一人はTシャツに皮ジャンで、ウッディ・アレン風のメガネをかけた顔には似合わないリリー・フランキー風の中年男。女のほうは背は高いし、いかにもアメリカ人という感じだが、特別に美人というレベルまでいっていない。

会話の盗み聞きをするわけでもなく、食べているものもそんなに高級なものではない。

ただ、どういうわけかチェックの時間が重なって、彼らが先にチェックして、私が次のチェックになった。

で、駐車場で車を待っているのだが、なんとSLRに乗っていた。

自分の借りたC300(本当はボルボのS80を申し込んだのだが、なぜか化けていた)があまりにな開けない。

漫画家の江口達也も乗っているそうだが、漫画家と一般の文筆家の稼ぎの違いを象徴するような話である。

実は、私は格差社会の批判者であるが、意外に見栄っ張りで、金を使うとすると見栄を張るために使うようなところがある。

一時期はゼニアの服ばかり買っていたが、完全に見栄で、まったく似あいなどしない。

ただ、昔の日本人は全般的に見栄っ張りだった。だから、新車が出ると旧型で乗っているのがかっこ悪いと思って、簡単に買い換えた。服だって、安物と高級品ではどこが違うかわからなくても、高いほうの服を買った。

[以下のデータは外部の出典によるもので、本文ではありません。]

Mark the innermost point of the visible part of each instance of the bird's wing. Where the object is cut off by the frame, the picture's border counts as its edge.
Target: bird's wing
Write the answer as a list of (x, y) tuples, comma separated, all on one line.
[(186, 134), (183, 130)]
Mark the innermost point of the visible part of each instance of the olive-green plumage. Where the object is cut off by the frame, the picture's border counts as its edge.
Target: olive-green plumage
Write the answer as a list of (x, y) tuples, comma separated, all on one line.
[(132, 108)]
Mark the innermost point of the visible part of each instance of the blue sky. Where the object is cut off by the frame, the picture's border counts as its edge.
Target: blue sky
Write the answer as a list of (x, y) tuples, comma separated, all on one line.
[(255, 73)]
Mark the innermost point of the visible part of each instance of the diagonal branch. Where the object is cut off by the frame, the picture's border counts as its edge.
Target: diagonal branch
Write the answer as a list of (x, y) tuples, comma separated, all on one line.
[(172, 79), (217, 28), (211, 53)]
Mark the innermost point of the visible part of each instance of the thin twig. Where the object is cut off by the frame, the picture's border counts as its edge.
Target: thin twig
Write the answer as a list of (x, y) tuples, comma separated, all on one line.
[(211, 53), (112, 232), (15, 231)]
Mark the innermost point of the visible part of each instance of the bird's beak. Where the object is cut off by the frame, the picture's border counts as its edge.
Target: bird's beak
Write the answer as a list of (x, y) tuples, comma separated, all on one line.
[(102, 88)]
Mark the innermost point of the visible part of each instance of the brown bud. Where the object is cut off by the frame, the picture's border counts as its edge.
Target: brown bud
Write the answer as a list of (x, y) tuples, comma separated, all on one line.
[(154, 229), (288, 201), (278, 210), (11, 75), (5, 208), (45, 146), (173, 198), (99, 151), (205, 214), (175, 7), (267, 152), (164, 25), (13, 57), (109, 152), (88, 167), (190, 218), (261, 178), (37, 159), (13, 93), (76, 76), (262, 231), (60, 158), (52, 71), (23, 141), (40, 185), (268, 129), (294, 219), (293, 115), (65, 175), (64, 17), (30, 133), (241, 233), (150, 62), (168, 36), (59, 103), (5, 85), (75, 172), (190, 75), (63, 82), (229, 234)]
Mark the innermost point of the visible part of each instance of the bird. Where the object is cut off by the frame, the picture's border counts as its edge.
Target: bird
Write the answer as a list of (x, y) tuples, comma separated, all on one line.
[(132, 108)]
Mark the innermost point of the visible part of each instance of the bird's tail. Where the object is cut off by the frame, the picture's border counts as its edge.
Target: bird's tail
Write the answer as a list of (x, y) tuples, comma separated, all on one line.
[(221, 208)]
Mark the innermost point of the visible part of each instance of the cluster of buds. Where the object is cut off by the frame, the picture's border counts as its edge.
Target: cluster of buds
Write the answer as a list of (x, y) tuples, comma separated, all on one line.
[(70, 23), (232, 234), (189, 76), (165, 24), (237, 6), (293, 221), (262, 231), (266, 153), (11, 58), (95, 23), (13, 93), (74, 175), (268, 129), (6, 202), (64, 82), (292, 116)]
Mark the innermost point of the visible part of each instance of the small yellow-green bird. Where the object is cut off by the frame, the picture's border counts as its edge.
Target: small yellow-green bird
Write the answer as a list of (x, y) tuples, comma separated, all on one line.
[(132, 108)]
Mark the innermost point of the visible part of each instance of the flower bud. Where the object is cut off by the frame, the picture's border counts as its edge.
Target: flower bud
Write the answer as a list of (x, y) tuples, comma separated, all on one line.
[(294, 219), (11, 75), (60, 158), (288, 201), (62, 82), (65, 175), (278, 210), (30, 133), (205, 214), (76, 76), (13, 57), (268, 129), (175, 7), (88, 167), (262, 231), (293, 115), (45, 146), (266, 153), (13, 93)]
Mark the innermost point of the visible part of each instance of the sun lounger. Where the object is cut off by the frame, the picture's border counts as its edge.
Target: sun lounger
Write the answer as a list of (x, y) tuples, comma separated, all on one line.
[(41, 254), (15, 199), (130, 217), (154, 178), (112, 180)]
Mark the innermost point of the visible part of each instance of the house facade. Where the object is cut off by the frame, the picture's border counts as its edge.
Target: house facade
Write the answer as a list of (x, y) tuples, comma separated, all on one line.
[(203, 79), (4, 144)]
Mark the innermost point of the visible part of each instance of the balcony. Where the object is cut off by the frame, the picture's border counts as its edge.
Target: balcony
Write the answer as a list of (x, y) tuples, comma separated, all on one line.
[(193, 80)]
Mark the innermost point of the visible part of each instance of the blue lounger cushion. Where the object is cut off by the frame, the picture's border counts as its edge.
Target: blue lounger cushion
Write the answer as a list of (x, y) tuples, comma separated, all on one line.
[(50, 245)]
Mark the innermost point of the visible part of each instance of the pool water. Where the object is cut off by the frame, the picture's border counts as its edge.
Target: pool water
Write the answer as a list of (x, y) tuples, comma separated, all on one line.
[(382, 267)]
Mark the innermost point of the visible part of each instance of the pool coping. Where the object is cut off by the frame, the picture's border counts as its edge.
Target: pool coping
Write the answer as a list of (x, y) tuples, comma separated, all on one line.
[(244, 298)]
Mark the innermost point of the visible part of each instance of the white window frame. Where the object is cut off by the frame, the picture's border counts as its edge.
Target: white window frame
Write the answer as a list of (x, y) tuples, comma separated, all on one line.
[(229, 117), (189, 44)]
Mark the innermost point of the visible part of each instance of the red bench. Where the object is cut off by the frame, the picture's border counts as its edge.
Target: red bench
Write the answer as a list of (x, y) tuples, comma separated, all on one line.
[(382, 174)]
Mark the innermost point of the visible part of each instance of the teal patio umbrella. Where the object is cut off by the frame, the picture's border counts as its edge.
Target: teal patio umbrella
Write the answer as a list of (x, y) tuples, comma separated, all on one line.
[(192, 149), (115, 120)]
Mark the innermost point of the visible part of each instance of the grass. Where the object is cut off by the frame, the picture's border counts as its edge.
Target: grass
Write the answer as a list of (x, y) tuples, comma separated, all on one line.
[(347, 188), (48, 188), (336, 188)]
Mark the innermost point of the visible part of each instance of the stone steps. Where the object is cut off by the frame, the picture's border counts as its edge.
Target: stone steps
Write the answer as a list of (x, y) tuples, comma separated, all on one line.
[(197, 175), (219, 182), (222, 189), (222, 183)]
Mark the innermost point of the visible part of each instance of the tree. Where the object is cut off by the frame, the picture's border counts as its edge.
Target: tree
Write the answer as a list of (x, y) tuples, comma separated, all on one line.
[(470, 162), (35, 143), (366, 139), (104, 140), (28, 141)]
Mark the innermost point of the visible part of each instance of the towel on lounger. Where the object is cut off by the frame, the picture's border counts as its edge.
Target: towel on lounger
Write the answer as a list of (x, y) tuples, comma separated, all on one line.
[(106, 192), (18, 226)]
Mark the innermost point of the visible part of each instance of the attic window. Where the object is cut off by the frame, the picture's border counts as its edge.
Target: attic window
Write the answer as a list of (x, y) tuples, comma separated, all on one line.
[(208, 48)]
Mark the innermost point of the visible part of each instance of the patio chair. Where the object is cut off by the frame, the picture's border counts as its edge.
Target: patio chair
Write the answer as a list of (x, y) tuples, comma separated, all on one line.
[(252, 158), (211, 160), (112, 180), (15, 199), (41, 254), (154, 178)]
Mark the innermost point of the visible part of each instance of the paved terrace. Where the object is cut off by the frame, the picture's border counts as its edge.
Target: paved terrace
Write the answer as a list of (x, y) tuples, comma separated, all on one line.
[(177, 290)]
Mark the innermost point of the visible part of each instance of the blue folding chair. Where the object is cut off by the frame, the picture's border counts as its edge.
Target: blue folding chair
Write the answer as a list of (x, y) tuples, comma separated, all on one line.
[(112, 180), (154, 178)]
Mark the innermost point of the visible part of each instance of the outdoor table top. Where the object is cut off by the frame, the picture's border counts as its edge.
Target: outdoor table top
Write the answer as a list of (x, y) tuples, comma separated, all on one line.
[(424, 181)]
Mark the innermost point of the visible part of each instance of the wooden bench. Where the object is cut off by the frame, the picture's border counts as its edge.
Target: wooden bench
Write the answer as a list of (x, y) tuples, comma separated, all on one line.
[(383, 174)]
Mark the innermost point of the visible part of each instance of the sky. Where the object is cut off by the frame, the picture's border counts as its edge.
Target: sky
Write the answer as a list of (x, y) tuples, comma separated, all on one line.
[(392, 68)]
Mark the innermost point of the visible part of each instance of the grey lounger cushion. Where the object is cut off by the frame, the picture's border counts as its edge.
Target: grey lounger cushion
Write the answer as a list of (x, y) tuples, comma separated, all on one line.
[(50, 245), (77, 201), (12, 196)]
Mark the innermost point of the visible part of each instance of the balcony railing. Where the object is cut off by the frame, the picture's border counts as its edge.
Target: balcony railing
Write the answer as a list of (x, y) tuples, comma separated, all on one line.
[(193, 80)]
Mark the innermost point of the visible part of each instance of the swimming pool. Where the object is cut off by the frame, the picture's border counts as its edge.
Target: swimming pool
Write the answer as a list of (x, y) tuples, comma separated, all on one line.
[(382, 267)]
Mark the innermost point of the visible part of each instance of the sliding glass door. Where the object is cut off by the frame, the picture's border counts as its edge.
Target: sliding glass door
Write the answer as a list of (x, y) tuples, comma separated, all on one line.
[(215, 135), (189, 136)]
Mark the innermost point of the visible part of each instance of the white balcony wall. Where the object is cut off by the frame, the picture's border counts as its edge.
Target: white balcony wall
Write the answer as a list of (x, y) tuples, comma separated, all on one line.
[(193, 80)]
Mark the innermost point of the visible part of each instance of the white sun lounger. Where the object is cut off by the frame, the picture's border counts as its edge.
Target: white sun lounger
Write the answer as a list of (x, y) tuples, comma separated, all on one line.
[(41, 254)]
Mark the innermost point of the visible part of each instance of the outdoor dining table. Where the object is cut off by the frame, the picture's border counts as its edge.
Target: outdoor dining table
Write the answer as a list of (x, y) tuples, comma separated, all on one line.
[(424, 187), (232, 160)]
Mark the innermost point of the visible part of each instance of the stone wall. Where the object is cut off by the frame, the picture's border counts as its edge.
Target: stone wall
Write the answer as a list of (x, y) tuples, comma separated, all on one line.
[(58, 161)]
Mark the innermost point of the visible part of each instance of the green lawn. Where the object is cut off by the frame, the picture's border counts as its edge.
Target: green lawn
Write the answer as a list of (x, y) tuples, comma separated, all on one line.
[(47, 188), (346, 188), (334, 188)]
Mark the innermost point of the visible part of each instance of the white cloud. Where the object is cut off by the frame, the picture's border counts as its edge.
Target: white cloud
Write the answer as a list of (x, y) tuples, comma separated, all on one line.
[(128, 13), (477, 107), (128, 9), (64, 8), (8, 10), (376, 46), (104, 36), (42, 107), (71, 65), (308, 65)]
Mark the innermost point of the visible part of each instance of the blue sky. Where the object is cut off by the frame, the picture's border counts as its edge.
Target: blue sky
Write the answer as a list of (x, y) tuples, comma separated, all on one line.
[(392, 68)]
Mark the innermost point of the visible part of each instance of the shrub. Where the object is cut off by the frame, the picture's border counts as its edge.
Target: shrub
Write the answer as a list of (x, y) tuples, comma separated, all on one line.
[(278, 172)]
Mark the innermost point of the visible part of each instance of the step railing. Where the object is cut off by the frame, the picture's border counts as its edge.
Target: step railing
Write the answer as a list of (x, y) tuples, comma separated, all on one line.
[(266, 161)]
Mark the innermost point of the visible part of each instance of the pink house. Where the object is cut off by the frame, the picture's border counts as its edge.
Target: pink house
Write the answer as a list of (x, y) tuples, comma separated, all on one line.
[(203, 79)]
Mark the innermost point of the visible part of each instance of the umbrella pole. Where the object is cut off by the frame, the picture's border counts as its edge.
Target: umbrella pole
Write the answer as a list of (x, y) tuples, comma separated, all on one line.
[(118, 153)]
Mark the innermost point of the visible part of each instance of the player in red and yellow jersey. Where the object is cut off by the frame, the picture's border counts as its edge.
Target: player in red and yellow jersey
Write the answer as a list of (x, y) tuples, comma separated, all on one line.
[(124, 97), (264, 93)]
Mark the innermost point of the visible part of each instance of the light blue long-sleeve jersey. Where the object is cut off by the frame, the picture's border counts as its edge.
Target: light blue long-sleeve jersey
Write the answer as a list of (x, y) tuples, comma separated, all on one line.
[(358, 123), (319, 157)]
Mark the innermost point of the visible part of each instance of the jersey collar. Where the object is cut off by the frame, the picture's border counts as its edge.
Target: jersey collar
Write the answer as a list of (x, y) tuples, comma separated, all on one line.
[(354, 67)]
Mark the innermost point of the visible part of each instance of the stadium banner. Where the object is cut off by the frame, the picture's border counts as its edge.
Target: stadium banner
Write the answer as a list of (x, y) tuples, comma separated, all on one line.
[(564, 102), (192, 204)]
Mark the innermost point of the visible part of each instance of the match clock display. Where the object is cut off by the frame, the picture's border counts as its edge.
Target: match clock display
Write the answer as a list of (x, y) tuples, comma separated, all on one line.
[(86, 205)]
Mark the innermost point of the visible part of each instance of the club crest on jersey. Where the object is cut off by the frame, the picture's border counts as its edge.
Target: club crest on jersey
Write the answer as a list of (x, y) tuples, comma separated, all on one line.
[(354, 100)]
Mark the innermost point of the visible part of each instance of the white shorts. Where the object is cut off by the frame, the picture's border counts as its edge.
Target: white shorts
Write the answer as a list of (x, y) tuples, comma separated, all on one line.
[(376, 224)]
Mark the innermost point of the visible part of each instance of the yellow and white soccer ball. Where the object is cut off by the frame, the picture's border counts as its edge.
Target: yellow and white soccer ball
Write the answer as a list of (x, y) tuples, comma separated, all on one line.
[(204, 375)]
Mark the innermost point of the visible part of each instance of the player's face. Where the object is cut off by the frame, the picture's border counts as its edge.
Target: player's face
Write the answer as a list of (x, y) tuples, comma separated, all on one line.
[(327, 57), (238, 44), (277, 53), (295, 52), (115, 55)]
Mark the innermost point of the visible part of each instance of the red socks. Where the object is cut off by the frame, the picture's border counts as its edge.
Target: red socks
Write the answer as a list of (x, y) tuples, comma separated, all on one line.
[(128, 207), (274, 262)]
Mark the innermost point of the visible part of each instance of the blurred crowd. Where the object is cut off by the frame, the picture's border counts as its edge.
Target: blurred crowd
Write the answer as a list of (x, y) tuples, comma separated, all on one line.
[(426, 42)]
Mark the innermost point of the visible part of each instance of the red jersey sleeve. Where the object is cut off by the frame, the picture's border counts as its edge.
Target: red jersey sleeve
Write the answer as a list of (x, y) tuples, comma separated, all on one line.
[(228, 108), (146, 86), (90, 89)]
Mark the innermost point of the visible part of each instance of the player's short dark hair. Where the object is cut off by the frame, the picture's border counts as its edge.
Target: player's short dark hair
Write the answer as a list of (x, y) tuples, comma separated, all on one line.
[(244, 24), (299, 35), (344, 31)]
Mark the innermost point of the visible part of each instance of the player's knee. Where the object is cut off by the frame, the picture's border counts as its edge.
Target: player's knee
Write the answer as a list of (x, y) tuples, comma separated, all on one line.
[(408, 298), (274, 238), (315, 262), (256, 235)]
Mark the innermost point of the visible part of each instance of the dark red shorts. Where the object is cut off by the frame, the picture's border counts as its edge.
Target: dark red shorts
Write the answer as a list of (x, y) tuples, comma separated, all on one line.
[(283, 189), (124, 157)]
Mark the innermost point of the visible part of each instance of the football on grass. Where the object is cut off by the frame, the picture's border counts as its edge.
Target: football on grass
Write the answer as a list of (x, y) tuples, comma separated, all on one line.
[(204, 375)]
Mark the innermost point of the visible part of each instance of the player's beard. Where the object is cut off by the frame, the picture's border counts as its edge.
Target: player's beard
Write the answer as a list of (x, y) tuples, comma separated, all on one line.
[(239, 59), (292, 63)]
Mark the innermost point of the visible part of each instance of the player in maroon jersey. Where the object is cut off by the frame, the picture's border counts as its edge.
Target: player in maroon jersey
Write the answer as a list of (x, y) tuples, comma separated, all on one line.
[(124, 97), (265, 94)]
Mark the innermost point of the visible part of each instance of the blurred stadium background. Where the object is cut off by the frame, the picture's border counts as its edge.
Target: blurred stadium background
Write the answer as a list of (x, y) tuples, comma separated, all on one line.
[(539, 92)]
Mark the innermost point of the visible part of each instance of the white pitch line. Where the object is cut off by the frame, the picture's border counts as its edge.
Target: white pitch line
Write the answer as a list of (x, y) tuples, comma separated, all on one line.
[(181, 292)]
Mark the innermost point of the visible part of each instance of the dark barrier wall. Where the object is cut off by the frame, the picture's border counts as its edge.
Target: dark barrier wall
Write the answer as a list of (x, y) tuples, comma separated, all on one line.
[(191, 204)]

ゼニアをユニクロでどこが違うと言って、説明に窮するだろう。でも、見栄っ張りとしてはゼニアなのだ。みんなが合理的な判断をすればブランドなどは成り立たない(この説明がつかないのも旧来型の経済学の限界である)

飯もおいしくないし、寝心地もそんなに変わらなくても、可能な限りアップグレードしてファーストクラスに乗るのも同様の見栄である。

でも、私は見栄を張り続けたい。妻が許してくれれば、国のために見栄を張りたいので、ゼニアの代わりが和服になるのだが。